Here is the bike shortly after its arrival. You can see the VIN number on the headlight that serves as the inventory and shipping control number.
As you can see, the mileage is the same as what was stated by both the seller and the shipper. This ensures no one was joyriding the bike after the deal was made.
Here is a bit of the paperwork involved in shipping the bike. Pretty much everything about the bike is covered as well as all of the seller's and buyer's info.
Covered in dust with chipped paint and pitted chrome, this Evo-powered Road King is going to see tons of changes in the pages of this magazine over the next year, so stay tuned.
and shipping done right
During our morning ritual of coffee and scouring the Internet for killer deals on bikes, we came across a 1997 Road King with 2,600 original miles for sale in a far off land. Well not that far off. It was in Billings, Montana, about 1,200 miles away. After contacting the owner and settling on a price we both couldn't refuse, the deal was made and a deposit was sent. As soon as the phone was hung up, we knew we were in a pickle and had to start figuring out just how to get it to our offices in Southern Cal. Would we fly up and ride it down? Not in the middle of winter, and the owner wanted it out of his hands ASAP, so we couldn't wait for the spring thaw. Would we have it shipped on a train or by truck? Could we trust the seller to make sure it was a square deal? Was the truck company actually going to bring it to us or to some chop shop lying in wait? The questions started to mount up, and we began to think this might have not been such a good idea.
We gave a few shipping companies a call and got all sorts of different answers and prices. Then our man Sam Terry with Keyboard Motorcycle Shipping gave us a call back and told us to cool our heels and that he would make sure it got from point A to B with lots of love, caring and most of all, security at a reasonable price.
Keyboard is who the big companies call to ship their show and demo bikes to events all over North America, and in their years of service to the industry, they have honed their skills into an impressive business. Sam told me that major precautions are taken well before even picking up the bike. It all starts with Keyboard contacting the buyer and faxing them a pickup and delivery form gathering info such as the buyer's and seller's address, contact number and most importantly, the bike's VIN number. The VIN number now serves as the control number on the bill of lading and makes sure the bike you are buying is the same "Black Harley-Davidson" that was agreed upon in the initial sale. From there the form asks all sorts of questions such as if the bike has saddlebags or a windshield as well as if the bike is crated or not. It is even so detailed that it asks for the number of keys supplied with the bike. All this info gives them a better idea of how easy it is going to be for them to transport. This and the distance of the delivery will pretty much decide the price of getting that new bike to your door.

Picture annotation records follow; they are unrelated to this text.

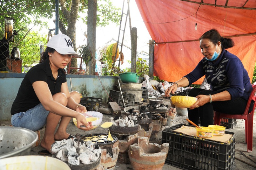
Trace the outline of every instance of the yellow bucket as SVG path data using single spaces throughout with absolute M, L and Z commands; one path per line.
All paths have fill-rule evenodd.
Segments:
M 219 125 L 209 125 L 208 127 L 211 127 L 214 129 L 213 131 L 214 136 L 223 136 L 225 133 L 225 129 L 226 128 L 224 126 Z
M 210 138 L 213 137 L 214 129 L 209 127 L 201 127 L 202 129 L 196 127 L 196 135 L 199 137 Z

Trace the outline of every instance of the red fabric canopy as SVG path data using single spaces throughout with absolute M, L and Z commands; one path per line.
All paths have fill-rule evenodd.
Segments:
M 155 40 L 154 72 L 160 79 L 177 81 L 189 73 L 204 57 L 199 48 L 200 37 L 212 28 L 234 41 L 227 49 L 238 57 L 251 80 L 256 60 L 256 8 L 254 0 L 229 0 L 224 8 L 180 0 L 135 0 L 146 26 Z M 187 1 L 201 2 L 201 0 Z M 217 0 L 217 6 L 226 1 Z M 195 30 L 196 23 L 197 30 Z M 230 37 L 231 36 L 231 37 Z M 200 84 L 202 77 L 195 83 Z

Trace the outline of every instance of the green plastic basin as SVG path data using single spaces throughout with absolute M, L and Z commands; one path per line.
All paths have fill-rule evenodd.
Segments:
M 121 79 L 121 81 L 124 83 L 137 83 L 139 79 L 139 76 L 137 75 L 137 73 L 125 72 L 119 74 L 119 75 Z

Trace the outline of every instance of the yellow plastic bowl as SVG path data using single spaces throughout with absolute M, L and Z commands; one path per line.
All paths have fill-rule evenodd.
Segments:
M 213 137 L 214 129 L 209 127 L 200 126 L 202 129 L 196 127 L 196 135 L 199 137 L 210 138 Z
M 219 125 L 209 125 L 208 127 L 211 127 L 214 129 L 213 131 L 214 136 L 223 136 L 225 133 L 225 127 Z
M 196 102 L 197 98 L 184 95 L 175 95 L 171 97 L 171 101 L 175 107 L 189 108 Z
M 95 120 L 97 120 L 98 119 L 99 119 L 99 118 L 96 118 L 96 117 L 88 117 L 88 118 L 86 118 L 86 121 L 88 122 L 93 122 L 93 121 L 95 121 Z M 74 124 L 75 124 L 76 126 L 77 127 L 78 127 L 78 123 L 77 122 L 76 122 L 76 119 L 75 118 L 73 118 L 73 122 L 74 122 Z M 92 129 L 90 129 L 90 130 L 93 130 L 95 128 L 96 128 L 97 127 L 99 126 L 99 125 L 96 125 L 96 126 L 93 126 L 93 127 L 92 128 Z

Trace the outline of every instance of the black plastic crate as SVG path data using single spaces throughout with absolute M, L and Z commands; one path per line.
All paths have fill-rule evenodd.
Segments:
M 135 94 L 123 92 L 122 92 L 122 93 L 123 94 L 126 107 L 134 105 L 136 95 Z M 115 101 L 121 108 L 123 109 L 124 108 L 121 92 L 119 91 L 110 90 L 108 102 L 110 101 Z
M 223 118 L 221 120 L 221 126 L 227 129 L 232 129 L 237 124 L 237 119 Z
M 174 131 L 180 124 L 162 130 L 162 143 L 169 144 L 165 163 L 186 170 L 230 170 L 235 161 L 234 133 L 228 143 L 192 136 Z
M 144 100 L 147 99 L 148 96 L 148 90 L 146 87 L 142 87 L 141 89 L 143 90 L 142 98 Z
M 87 111 L 96 111 L 96 108 L 102 107 L 102 99 L 92 97 L 81 98 L 80 104 L 86 107 Z

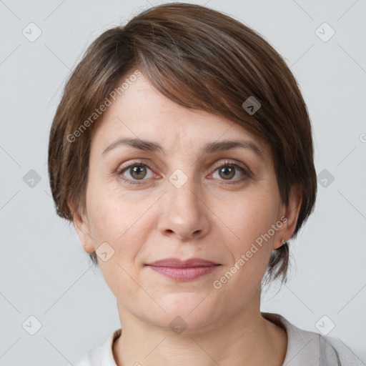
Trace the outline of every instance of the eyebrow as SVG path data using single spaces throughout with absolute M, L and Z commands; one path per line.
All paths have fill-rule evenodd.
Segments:
M 121 138 L 108 146 L 102 154 L 104 155 L 107 152 L 121 146 L 130 146 L 139 150 L 164 154 L 164 148 L 157 142 L 142 140 L 141 139 Z M 263 157 L 263 152 L 258 146 L 252 141 L 247 140 L 222 140 L 209 142 L 203 147 L 202 154 L 213 154 L 214 152 L 230 150 L 238 147 L 249 149 L 260 157 Z

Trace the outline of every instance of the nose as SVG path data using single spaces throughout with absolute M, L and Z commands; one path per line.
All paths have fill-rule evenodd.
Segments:
M 159 199 L 158 228 L 163 235 L 182 241 L 197 240 L 209 231 L 209 209 L 193 178 L 178 187 L 169 182 Z

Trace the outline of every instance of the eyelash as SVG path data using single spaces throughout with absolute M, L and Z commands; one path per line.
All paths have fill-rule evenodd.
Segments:
M 127 183 L 128 184 L 134 185 L 134 186 L 143 184 L 144 184 L 143 181 L 147 180 L 147 179 L 139 179 L 142 182 L 137 183 L 137 182 L 139 182 L 139 179 L 132 180 L 132 179 L 128 179 L 128 178 L 125 178 L 125 177 L 123 177 L 122 173 L 124 171 L 127 171 L 127 170 L 128 170 L 129 169 L 130 169 L 130 168 L 132 168 L 133 167 L 147 167 L 149 169 L 150 169 L 151 170 L 152 170 L 152 167 L 151 166 L 151 164 L 148 161 L 146 161 L 146 162 L 144 162 L 142 161 L 137 161 L 137 162 L 134 162 L 132 164 L 130 164 L 127 167 L 124 167 L 119 169 L 118 172 L 117 172 L 118 176 L 125 183 Z M 216 172 L 217 170 L 218 170 L 219 169 L 223 168 L 223 167 L 233 167 L 233 168 L 235 168 L 235 169 L 241 170 L 242 172 L 244 173 L 244 178 L 241 178 L 241 179 L 235 179 L 235 180 L 234 180 L 233 183 L 227 183 L 229 184 L 236 184 L 241 183 L 244 179 L 245 179 L 247 178 L 250 178 L 252 177 L 252 173 L 251 173 L 251 172 L 247 168 L 246 168 L 244 167 L 242 167 L 241 165 L 239 165 L 237 163 L 230 162 L 229 160 L 227 160 L 224 163 L 222 163 L 219 165 L 216 166 L 215 167 L 215 169 L 214 170 L 214 172 Z M 224 180 L 224 179 L 219 179 L 219 180 Z M 230 180 L 228 180 L 227 182 L 230 182 Z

From there, one of Keyboard's trucks, which seem to be roaming this great nation of ours 24-7, arrives at the seller's pickup point, and it is ever so carefully checked out, loaded and secured for the miles ahead. From there you are contacted, and a tentative date for receiving your new wheels is given.
We got the bike a little less than a week later. It arrived with nary a scratch and was unloaded by the driver with as much care as it was loaded. When the bike showed up at the offices, it was covered in dust, cold and alone inside a 40-foot container. That's when we slapped it with its new name, The Lonely King. We invite you to stay tuned to the multipart series of turning this lowly 11-year-old bike into something that anyone who opens the pages of this magazine will lust after.
Things to Watch
Out for When Buying
a Bike Online
We suggest using sites such as eBay and CycleTrader.com, because there is a good amount of security in buying a bike when using their services.
Make sure the person is legit. Put on your Sherlock Holmes hat and try finding out a bit more about the person you are sending a healthy amount of money to. Get alternate phone numbers, a home mailing address and even try Google-ing them to see if anyone has had any run-ins with them.
If you know someone local to the seller, ask them to take a look at the bike and make sure there is actually a bike for sale by this particular person. Also verify its condition.
If you can pick up the bike in person, this is tops. Nothing like actually being able to make sure the deal is a good one with your own two eyes.